Response from the citizens was overwhelming and by 1903, after much scrambling for funds, the sisters moved Mercy Hospital to a brand new building with 100 patient beds and the most advanced technology of the day. A year later they welcomed their first class of students to the Mercy School of Nursing. They later added schools of Medical Technology and Radiology.
By 1906, their convent, novitiate and school were all bursting at the seams and the search began for a larger site. Eventually, the sisters located and leased the Judge Greene mansion, which was then beyond the city limits. Over the years, the property had at times been home to three shady horse thieves, an alleged counterfeiter, and finally, a Supreme Court judge. Judge George Greene was responsible for having the mansion built and was the first legally recognized owner of the property, the others being considered squatters.
The mansion had been vacant for about ten years, used only as an occasional shelter by hunters, with the ballroom being used for grain storage. After signing a lease, the sisters once again rolled up their sleeves to lovingly prepare the mansion for their motherhouse, novitiate and the fall opening of their girl’s boarding school, Sacred Heart Academy . St. Joseph Academy would continue to operate in its original location as a day school.
It is interesting to note that the sisters’ closest neighbors were so far away, that when the sisters were out picking strawberries from the farm berry beds, dressed in their black and white habits, the neighbors were later heard to comment on the nice looking herd of Holsteins they saw grazing at the farm.
The year 1906 was busy as the sisters also opened St. Berchman’s Seminary in Marion , Iowa . Originally planned as a day school for boys and girls, by 1915 it was exclusively a boy’s boarding school, which it remained until closing in 1942.
The farsighted leadership of the Cedar Rapids Sisters of Mercy elected to buy the Greene property in 1907. Future years saw remarkable growth in Sacred Heart Academy boarding school for girls, as it became Mount Mercy Academy in 1924, a junior college in 1928, a four-year college in 1960, and went co-ed in 1969.

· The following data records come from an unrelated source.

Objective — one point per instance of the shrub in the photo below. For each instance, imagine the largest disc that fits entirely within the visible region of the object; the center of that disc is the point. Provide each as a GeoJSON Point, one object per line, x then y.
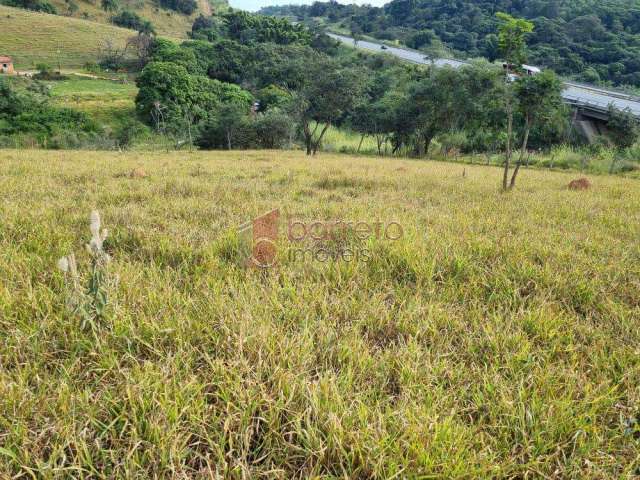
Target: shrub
{"type": "Point", "coordinates": [273, 129]}
{"type": "Point", "coordinates": [28, 114]}
{"type": "Point", "coordinates": [128, 19]}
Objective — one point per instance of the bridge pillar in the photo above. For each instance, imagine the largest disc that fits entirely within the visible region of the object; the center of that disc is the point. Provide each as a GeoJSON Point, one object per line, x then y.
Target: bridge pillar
{"type": "Point", "coordinates": [589, 126]}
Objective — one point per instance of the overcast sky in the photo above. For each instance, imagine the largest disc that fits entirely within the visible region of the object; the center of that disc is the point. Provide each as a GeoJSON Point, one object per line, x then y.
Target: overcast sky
{"type": "Point", "coordinates": [254, 5]}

Although it would seem the Cedar Rapids sisters were busy enough in the early 20th century, in their spare time they also managed to build, furnish, open, staff and operate hospitals in Oelwein, Iowa and Kalispell, Montana.
Since their arrival in Cedar Rapids, the Mercys have been dedicated to the education of the young. Over the years, they taught and served as administrators in many Iowa parochial elementary and high schools: a total of six different schools in Cedar Rapids; two in Marion; three in Waterloo; and in 13 other rural districts. Outside of the state of Iowa; Edina, Minnesota and Kalispell, Montana were also blessed with the Sisters' teaching ministries.
From 1964 to 1969 the sisters operated St. Ann’s Home, a residence for single expectant young women. The radical changes in social attitudes that swept the country in the 1960’s ultimately made St. Ann’s superfluous.
One of their newer sponsored works is the Catherine McAuley Center , established in 1989. The Center offers transitional housing for women without children. They also provide free tutoring in basic skills and language for men and women. Many of the clients now seeking tutoring are new immigrants to the US . CR Mercys dedicated a House of Mercy in Waterloo, Iowa in late 2003 and are co-sponsors of Mercy Housing, Inc.
Through the years, the sisters divested themselves from their involvement with all the rural hospitals. Day-to-day operations/management of Mercy Medical Center, Mount Mercy College and the Catherine McAuley Center have been turned over to each organization’s Board of Trustees. A true continuity of the Mercy mission is maintained by having sisters serving on each board at all times. A director of Mission Integration, who is liaison for all three sponsored works, also ensures that Mercy values will remain the primary focus at each of the sponsored ministries.